Published: Thu 8 Sep 2005 01:59 PM
Labour’s state sector plan sound
New research commissioned by the Public Service Association (PSA) supports Labour’s state sector plan to continue to rebuild strong public services.
The PSA today released a second paper by economist Peter Harris, The Role of the Government in a Modern Economy. It builds on research published in June which debunked the myth of the exploding public sector, and points out that within 10 years demographic changes will mean future governments have to spend more, not less, on public services.
PSA National Secretary Brenda Pilott said the research is bad news for those parties promoting tax cuts because it reveals they are unaffordable now, and will become increasingly so, unless access to core services are drastically cut back.

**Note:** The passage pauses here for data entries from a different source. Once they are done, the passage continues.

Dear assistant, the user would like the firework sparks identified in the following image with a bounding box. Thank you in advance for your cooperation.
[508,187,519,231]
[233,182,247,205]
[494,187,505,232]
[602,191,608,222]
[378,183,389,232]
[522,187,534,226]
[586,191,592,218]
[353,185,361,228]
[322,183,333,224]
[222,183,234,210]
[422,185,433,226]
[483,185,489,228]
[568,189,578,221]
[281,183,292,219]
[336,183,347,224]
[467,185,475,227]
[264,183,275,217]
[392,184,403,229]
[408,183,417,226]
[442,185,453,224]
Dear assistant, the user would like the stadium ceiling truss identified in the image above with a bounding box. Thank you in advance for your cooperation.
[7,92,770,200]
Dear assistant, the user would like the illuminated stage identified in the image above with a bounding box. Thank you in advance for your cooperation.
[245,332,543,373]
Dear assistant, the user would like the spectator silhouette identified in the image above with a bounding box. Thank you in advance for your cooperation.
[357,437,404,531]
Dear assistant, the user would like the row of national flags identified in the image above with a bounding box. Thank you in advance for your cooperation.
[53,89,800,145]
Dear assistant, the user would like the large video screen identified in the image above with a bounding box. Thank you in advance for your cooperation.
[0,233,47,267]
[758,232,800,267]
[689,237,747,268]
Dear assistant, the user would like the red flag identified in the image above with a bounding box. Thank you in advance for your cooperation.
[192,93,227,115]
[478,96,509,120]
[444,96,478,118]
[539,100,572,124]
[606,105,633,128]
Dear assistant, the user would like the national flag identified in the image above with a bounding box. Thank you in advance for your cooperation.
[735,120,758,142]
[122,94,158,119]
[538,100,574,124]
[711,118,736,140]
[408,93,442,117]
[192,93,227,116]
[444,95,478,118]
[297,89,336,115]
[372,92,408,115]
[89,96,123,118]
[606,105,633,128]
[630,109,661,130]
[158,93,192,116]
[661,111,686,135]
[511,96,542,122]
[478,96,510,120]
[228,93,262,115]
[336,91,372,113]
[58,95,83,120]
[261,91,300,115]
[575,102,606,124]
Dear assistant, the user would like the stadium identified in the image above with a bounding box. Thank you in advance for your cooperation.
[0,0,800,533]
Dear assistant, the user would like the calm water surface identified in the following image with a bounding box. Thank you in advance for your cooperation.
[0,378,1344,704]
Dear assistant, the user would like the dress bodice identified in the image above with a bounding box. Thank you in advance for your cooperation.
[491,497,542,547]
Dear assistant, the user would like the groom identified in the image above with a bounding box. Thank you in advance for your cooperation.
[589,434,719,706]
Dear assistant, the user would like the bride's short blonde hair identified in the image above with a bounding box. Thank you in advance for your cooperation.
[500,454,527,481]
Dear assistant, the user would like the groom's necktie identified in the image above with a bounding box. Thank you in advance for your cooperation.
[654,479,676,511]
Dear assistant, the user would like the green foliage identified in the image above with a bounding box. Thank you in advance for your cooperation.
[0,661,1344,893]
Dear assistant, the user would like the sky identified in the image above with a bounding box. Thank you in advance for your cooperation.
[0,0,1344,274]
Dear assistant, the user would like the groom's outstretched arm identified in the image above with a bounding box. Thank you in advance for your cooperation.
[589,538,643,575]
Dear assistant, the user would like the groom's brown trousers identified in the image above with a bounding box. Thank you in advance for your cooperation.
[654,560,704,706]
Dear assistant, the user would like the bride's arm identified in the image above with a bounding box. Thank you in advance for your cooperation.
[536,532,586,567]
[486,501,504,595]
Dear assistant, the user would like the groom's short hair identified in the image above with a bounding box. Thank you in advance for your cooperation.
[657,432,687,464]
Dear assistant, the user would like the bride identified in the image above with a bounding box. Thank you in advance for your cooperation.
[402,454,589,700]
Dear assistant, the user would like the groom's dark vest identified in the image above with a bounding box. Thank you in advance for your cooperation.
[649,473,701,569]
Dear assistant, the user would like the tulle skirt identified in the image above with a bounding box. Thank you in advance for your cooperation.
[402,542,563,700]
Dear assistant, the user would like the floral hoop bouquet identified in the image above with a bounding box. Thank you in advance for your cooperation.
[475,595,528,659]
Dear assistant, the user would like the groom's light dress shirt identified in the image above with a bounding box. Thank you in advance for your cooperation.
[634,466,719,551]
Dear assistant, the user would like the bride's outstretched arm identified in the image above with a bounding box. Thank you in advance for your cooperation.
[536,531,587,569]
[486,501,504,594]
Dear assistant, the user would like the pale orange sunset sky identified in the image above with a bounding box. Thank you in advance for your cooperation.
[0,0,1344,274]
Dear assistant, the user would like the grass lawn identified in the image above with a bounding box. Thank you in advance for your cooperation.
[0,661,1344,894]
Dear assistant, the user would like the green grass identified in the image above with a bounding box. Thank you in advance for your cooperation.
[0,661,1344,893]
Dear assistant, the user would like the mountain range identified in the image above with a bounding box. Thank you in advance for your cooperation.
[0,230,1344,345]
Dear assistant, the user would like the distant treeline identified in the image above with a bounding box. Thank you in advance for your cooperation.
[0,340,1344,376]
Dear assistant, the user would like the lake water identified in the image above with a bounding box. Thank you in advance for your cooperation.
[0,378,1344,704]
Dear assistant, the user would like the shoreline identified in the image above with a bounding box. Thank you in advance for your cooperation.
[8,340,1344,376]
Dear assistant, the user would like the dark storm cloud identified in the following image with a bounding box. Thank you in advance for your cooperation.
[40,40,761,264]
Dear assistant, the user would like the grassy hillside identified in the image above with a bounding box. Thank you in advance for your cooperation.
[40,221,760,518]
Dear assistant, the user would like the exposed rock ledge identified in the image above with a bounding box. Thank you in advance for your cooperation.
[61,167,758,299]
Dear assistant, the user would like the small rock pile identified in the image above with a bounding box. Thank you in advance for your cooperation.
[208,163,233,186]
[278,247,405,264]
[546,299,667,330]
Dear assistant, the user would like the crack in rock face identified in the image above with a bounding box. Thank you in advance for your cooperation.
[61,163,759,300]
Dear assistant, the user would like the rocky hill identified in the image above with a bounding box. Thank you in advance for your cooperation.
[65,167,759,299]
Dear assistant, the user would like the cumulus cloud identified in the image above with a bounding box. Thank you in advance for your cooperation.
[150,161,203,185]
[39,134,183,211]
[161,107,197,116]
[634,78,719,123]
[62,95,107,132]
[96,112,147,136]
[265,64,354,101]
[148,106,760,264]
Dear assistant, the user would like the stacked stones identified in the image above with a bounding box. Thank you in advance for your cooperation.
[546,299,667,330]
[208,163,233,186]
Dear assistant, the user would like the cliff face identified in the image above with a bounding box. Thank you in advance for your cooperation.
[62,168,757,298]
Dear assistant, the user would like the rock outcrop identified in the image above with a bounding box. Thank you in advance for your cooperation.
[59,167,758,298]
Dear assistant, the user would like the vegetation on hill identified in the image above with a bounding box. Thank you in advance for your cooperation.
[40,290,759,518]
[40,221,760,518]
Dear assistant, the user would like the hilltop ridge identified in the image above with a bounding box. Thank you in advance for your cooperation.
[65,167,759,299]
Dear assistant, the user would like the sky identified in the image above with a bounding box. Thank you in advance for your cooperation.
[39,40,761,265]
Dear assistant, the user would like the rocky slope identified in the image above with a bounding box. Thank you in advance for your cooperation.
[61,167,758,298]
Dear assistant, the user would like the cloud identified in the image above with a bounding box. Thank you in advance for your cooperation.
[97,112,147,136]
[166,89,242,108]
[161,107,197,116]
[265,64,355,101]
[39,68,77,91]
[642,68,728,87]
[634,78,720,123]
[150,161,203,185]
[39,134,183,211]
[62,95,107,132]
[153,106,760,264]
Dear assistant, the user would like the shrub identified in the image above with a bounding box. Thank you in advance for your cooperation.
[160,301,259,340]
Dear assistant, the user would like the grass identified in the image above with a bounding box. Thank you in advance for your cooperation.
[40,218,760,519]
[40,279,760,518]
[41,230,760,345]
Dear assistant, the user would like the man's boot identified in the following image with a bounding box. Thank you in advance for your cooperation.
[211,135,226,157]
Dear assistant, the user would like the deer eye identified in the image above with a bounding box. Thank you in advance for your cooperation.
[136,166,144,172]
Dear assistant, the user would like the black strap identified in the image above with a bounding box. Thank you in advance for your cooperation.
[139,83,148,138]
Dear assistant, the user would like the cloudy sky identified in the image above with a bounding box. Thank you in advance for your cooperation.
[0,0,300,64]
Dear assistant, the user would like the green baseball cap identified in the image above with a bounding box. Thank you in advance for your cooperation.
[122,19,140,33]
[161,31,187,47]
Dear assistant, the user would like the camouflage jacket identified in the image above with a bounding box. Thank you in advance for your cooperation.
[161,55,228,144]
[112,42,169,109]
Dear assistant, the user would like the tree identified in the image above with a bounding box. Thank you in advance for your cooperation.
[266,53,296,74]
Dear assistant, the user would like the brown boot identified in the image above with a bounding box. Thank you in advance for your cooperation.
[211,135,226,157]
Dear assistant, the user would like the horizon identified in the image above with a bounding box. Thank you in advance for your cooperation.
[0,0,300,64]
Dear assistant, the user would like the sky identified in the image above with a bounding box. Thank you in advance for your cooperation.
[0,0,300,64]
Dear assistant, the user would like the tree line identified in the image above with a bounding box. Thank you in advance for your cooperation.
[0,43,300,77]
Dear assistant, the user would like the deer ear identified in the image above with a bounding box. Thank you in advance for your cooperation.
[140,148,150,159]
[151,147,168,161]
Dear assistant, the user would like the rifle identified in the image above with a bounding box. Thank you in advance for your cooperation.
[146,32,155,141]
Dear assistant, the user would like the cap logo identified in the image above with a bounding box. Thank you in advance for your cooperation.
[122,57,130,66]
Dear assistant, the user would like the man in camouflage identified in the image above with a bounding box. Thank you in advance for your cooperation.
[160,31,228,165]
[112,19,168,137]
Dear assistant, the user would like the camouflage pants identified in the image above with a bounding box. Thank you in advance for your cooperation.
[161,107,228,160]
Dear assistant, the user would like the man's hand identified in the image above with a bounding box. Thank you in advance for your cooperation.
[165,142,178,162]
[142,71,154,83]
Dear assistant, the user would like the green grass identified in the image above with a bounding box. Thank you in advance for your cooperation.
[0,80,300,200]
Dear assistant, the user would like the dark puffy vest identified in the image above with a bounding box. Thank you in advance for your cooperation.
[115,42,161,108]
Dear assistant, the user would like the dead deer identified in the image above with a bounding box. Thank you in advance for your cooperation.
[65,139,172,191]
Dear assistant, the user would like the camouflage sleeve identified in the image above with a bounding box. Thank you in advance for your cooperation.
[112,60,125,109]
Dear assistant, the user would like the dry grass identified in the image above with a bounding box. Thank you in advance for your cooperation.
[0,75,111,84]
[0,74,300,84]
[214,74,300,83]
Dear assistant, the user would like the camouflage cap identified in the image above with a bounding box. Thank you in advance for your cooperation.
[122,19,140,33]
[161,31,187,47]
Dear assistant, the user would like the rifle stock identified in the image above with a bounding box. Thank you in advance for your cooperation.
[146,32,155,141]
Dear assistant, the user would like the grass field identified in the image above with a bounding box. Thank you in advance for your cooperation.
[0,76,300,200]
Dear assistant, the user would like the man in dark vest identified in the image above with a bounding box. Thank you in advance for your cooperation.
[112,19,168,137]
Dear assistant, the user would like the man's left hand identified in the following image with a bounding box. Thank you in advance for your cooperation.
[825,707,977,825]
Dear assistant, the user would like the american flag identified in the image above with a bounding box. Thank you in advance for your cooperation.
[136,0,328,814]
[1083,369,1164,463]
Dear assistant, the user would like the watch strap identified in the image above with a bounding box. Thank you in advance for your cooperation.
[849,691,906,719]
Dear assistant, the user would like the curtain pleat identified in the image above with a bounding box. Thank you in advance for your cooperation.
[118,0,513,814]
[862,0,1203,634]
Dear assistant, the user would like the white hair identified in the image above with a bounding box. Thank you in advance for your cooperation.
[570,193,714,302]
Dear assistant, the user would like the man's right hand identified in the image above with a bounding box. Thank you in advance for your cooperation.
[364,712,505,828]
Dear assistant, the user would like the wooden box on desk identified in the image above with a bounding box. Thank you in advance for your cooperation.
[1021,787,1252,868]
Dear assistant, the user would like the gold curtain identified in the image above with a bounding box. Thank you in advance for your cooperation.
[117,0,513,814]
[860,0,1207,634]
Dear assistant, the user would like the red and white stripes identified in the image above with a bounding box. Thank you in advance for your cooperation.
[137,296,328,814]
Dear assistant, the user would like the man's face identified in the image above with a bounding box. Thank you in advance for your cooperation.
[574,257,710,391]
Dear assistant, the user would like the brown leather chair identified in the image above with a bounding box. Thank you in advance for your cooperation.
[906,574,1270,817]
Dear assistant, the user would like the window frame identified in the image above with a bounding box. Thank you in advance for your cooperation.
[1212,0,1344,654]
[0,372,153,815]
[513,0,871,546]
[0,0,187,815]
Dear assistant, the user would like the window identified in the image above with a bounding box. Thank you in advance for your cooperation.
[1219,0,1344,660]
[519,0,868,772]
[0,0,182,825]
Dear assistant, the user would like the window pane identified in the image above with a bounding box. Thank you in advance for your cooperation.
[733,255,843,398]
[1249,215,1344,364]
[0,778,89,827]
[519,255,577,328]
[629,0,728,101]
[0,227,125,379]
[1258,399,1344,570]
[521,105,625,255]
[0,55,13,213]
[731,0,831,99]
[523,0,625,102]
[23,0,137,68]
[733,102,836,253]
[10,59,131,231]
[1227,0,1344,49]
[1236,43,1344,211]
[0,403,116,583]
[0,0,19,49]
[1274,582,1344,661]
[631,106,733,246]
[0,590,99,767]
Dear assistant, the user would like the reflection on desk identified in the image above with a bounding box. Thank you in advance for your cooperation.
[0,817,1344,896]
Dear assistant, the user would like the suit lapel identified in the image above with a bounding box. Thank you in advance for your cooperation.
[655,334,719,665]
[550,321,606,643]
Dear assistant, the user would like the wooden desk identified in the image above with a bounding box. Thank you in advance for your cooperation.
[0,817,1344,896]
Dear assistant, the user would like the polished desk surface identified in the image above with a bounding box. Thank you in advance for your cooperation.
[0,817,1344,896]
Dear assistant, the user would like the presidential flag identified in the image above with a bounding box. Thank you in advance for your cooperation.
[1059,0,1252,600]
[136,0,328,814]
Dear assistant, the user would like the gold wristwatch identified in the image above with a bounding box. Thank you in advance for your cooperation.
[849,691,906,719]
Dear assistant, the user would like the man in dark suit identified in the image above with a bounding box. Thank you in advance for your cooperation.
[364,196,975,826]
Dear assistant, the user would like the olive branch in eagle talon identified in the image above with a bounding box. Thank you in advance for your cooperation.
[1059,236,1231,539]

“New Zealand has been experiencing strong social and economic growth over the last six years. Investment to rebuild strong public services has strongly underpinned those results.
“Within ten years the baby boomers will start to retire (from 2011) putting pressure not only on pension payments, but also on other important services such as health which are highly correlated with age.
“Meeting those costs will require a secure tax base, backed by a strongly performing economy. As a nation we simply cannot afford to kill off continued economic growth in a tax cut-led inflationary spending splurge paid for by slashing public services.
“In stark contrast, Labour’s state sector policy released today is a sensible plan to keep rebuilding public services to meet the needs of New Zealanders.
“It meshes well with the commitments we sought from all political parties to properly resource public services, attract and retain quality staff, close the gender pay gap and work with staff on the front-line to improve the services all New Zealanders use.
“New Zealand’s public service is lean and efficient, smaller than in most other developed nations and employs less staff than a decade ago. We say any sensible government would want to keep improving the public services we all use, not slash them to fund tax cuts,” Brenda Pilott said.